En ce Jour du Ruban noir, journée commémorative nationale des victimes du stalinisme et du nazisme, le Centre commémoratif de l'Holocauste de Montréal tenait un salon du livre consacré aux mémoires des survivants montréalais des camps nazis. C'est la quatrième édition de cet événement qui faisait pour la première fois une place de choix à la littérature jeunesse.

Un texte de Michel Marsolais

L'Holocauste ne semble pas le genre d'histoire qu'on lit aux enfants pour les endormir. Pourtant, plusieurs auteurs de la communauté juive ont décidé de la raconter à un jeune public.

Un exercice qui a été difficile pour des auteurs comme Marguerite Elias-Quddus qui a longtemps caché le fait qu'elle était juive.

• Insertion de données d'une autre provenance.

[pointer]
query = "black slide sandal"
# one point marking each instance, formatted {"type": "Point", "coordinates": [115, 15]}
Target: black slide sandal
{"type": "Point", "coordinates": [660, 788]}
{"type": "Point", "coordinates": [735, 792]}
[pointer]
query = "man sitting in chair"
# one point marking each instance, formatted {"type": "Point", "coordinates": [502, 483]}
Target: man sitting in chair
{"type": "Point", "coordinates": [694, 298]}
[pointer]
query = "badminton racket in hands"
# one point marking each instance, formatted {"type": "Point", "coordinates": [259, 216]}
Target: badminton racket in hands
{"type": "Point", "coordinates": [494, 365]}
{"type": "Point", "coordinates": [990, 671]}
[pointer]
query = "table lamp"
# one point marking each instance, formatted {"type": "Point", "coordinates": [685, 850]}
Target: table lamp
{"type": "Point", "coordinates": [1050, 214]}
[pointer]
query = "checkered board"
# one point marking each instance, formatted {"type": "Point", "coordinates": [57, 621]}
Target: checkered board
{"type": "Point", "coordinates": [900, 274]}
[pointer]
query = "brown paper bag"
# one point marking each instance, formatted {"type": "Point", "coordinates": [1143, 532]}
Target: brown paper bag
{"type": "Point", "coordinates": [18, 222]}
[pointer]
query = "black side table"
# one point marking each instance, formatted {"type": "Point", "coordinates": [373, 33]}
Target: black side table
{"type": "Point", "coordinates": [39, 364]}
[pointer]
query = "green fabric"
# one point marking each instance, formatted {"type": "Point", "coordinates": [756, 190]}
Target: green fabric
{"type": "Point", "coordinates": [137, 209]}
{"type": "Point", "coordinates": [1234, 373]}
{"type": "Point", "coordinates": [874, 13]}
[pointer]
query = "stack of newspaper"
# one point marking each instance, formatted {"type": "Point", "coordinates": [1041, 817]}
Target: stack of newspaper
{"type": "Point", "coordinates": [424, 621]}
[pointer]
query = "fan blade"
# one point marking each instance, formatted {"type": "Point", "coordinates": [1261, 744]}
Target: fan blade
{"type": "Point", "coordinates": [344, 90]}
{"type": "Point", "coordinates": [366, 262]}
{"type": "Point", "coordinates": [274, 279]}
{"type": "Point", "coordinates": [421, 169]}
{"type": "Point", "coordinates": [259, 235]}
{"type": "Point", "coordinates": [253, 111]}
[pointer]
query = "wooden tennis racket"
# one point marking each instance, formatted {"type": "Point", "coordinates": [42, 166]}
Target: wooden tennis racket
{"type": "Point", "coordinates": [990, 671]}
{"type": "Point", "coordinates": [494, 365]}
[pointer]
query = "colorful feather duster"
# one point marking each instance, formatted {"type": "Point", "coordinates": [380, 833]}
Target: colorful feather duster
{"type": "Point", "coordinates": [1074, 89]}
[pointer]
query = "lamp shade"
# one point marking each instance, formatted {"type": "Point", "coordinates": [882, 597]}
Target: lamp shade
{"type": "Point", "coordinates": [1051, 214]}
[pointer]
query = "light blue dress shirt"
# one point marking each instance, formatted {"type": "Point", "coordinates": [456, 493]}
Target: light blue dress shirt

« J'ai commencé par dessiner l'arrestation de papa qui était la chose la plus importante de mon enfance, la plus inconcevable. Et j'ai commencé par dessiner ça. Et quand j'en ai eu une centaine, je les ai étalés dans mon salon. Je les ai classés et après, j'ai pu broder mon texte autour. Ça m'a libérée », explique-t-elle.

Monique Polak est déjà auteure de plusieurs livres de littérature jeunesse. Elle porte toujours au cou un pendentif que sa mère a reçu dans un camp de concentration. « Ma mère était adolescente et elle pleurait parce que c'était son anniversaire et qu'elle n'avait pas de cadeau. Une femme qui parlait allemand lui a offert ce bijou sans valeur. Puis, elle ne l'a jamais revue », raconte-t-elle.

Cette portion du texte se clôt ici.